Embolization of the left gastric artery (LGA) reduces circulating levels of ghrelin, but might prevent from further obesity surgery, particularly sleeve gastrectomy (SG), since the gastroesophageal junction (GEJ), depending on LGA, would be devascularized. Our aim was to evaluate, in an experimental animal study, an endovascular approach targeting arteries of the gastroepiploic arcade aiming to modulate ghrelin levels and to generate an increased vascular supply of the GEJ to reduce the risks of staple-line leaks after SG.

Methods

Seven pigs underwent embolization of both left and right gastroepiploic arteries (LGEA and RGEA) using 500–700-μ microspheres (embolization of arterial gastric supply in obesity (EMBARGO)-alpha). A SG was performed in six pigs 3 weeks after EMBARGO-alpha and on eight controls. Capillary lactates were measured at the cardia and pylorus. Five pigs underwent coiling of RGEA and embolization of LGEA using both coils and 100–300-μ microspheres (EMBARGO-beta). Ghrelin levels were assessed before and once per week after both EMBARGOs. Control celiac trunk angiography was performed at 3 weeks (alpha) and 4 weeks (beta).

Results

No significant ghrelin reduction was obtained with EMBARGO-alpha at 3 weeks when compared to baseline. Significant ghrelin reduction was found 3 weeks (p = 0.0363) and 4 weeks (p = 0.025) after EMBARGO-beta.
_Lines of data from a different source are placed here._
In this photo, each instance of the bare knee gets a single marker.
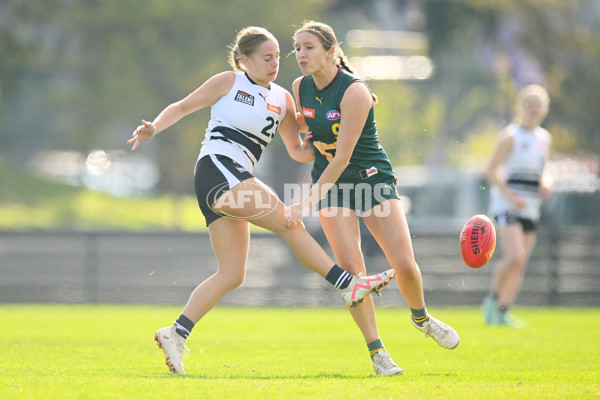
(406, 268)
(231, 279)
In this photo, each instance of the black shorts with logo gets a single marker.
(214, 175)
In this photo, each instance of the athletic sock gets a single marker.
(338, 277)
(183, 326)
(375, 346)
(419, 315)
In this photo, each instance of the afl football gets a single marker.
(477, 241)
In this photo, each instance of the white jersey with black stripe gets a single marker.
(522, 172)
(244, 121)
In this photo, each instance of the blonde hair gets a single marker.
(247, 41)
(527, 92)
(327, 37)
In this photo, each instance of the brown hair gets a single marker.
(526, 93)
(327, 37)
(246, 43)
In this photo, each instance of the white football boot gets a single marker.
(361, 286)
(443, 334)
(384, 365)
(173, 346)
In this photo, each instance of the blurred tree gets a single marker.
(82, 74)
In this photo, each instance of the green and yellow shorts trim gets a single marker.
(360, 197)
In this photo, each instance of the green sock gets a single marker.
(419, 315)
(375, 346)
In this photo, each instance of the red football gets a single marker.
(477, 241)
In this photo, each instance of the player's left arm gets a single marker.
(300, 149)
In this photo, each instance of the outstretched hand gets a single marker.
(142, 133)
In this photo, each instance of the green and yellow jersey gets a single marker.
(321, 109)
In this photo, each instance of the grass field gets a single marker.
(107, 352)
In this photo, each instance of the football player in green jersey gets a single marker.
(353, 177)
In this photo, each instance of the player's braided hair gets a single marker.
(327, 37)
(246, 43)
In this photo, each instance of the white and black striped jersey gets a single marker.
(522, 172)
(244, 121)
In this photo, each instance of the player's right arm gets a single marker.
(300, 149)
(206, 95)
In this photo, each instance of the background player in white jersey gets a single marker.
(247, 109)
(520, 182)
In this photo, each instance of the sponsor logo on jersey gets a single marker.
(333, 115)
(244, 97)
(365, 173)
(308, 112)
(275, 109)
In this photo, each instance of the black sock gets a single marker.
(338, 277)
(183, 326)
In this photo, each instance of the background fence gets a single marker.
(163, 268)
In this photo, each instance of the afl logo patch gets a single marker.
(333, 115)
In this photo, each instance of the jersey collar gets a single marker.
(337, 76)
(254, 83)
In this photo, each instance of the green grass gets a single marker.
(107, 352)
(30, 202)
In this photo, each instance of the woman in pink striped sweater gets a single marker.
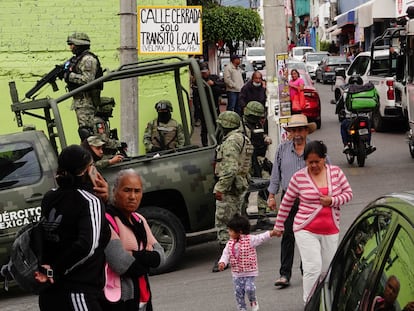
(321, 189)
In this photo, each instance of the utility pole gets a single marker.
(276, 42)
(129, 87)
(275, 32)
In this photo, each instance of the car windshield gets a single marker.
(337, 60)
(255, 52)
(296, 65)
(315, 57)
(298, 52)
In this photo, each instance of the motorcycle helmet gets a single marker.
(355, 80)
(163, 105)
(78, 38)
(229, 119)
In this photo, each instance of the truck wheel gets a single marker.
(377, 121)
(411, 146)
(169, 232)
(361, 154)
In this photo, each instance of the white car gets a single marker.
(298, 52)
(256, 55)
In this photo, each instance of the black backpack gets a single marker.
(25, 259)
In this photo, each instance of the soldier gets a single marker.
(253, 120)
(81, 69)
(163, 133)
(233, 161)
(95, 146)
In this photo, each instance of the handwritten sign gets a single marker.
(169, 30)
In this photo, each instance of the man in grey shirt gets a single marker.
(288, 160)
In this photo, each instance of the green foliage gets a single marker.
(231, 24)
(324, 45)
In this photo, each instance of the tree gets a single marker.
(231, 25)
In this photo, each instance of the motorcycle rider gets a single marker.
(348, 116)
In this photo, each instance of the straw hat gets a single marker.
(299, 120)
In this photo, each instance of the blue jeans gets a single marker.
(233, 102)
(345, 134)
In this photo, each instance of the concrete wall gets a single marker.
(33, 37)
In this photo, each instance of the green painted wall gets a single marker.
(33, 40)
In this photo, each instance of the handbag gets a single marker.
(298, 101)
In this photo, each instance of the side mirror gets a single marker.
(340, 71)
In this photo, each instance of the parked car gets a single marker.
(295, 64)
(297, 52)
(248, 70)
(312, 101)
(256, 56)
(325, 71)
(379, 243)
(312, 60)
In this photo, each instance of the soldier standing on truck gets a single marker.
(163, 133)
(253, 123)
(81, 69)
(233, 161)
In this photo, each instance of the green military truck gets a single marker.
(178, 200)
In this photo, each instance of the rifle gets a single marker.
(57, 72)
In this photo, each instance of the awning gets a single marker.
(345, 18)
(336, 32)
(332, 28)
(374, 9)
(365, 14)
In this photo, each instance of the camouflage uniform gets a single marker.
(162, 134)
(260, 164)
(81, 69)
(233, 161)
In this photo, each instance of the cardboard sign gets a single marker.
(170, 30)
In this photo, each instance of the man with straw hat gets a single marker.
(288, 160)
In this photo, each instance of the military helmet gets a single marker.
(229, 119)
(254, 108)
(78, 38)
(163, 105)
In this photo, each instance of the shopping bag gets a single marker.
(298, 101)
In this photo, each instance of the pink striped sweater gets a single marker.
(301, 186)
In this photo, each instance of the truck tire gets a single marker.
(169, 232)
(362, 154)
(377, 121)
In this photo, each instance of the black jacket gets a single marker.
(76, 233)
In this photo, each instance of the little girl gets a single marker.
(240, 252)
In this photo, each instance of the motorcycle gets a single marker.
(353, 108)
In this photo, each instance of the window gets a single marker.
(19, 165)
(359, 66)
(356, 259)
(398, 262)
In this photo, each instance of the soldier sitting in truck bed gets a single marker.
(164, 132)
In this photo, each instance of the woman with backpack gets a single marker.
(75, 234)
(133, 249)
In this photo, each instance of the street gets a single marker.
(194, 287)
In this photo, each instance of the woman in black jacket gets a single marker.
(75, 234)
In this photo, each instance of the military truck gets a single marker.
(178, 200)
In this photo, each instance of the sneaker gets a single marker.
(371, 149)
(346, 149)
(254, 305)
(264, 224)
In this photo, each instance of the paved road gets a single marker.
(193, 287)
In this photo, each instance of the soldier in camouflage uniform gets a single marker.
(163, 133)
(233, 161)
(81, 69)
(253, 123)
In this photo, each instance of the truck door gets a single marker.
(25, 176)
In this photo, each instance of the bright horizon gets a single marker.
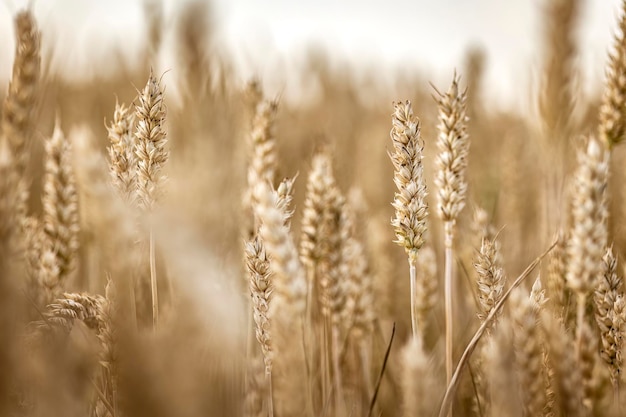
(269, 38)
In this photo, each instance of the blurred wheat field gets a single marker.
(227, 253)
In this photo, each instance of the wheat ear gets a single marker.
(122, 158)
(491, 278)
(287, 309)
(262, 148)
(409, 202)
(19, 107)
(151, 154)
(60, 202)
(612, 125)
(609, 312)
(451, 162)
(588, 236)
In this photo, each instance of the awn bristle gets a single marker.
(60, 202)
(453, 144)
(122, 158)
(410, 199)
(20, 103)
(150, 142)
(613, 109)
(609, 312)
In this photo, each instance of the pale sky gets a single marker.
(269, 37)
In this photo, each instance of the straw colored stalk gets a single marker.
(60, 203)
(108, 336)
(75, 306)
(529, 355)
(416, 386)
(556, 288)
(20, 104)
(556, 100)
(151, 155)
(287, 309)
(425, 288)
(262, 148)
(122, 158)
(612, 125)
(451, 163)
(610, 309)
(588, 235)
(313, 240)
(409, 202)
(259, 272)
(566, 375)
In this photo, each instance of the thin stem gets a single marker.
(616, 397)
(454, 382)
(580, 320)
(365, 364)
(153, 282)
(449, 313)
(448, 280)
(270, 395)
(413, 279)
(336, 368)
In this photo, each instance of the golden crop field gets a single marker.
(229, 253)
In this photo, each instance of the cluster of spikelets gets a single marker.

Post-EMBARGO-alpha animals presented a significantly lower increase in cardia lactates when compared to controls after SG. Control angiography showed a significantly increased fundic vascular network in 5/6 animals after EMBARGO-alpha and in 5/5 after EMBARGO-beta.

Conclusions

EMBARGO is effective to decrease ghrelin production and can enhance the vascular supply of the GEJ, preparing the vascular background for a SG.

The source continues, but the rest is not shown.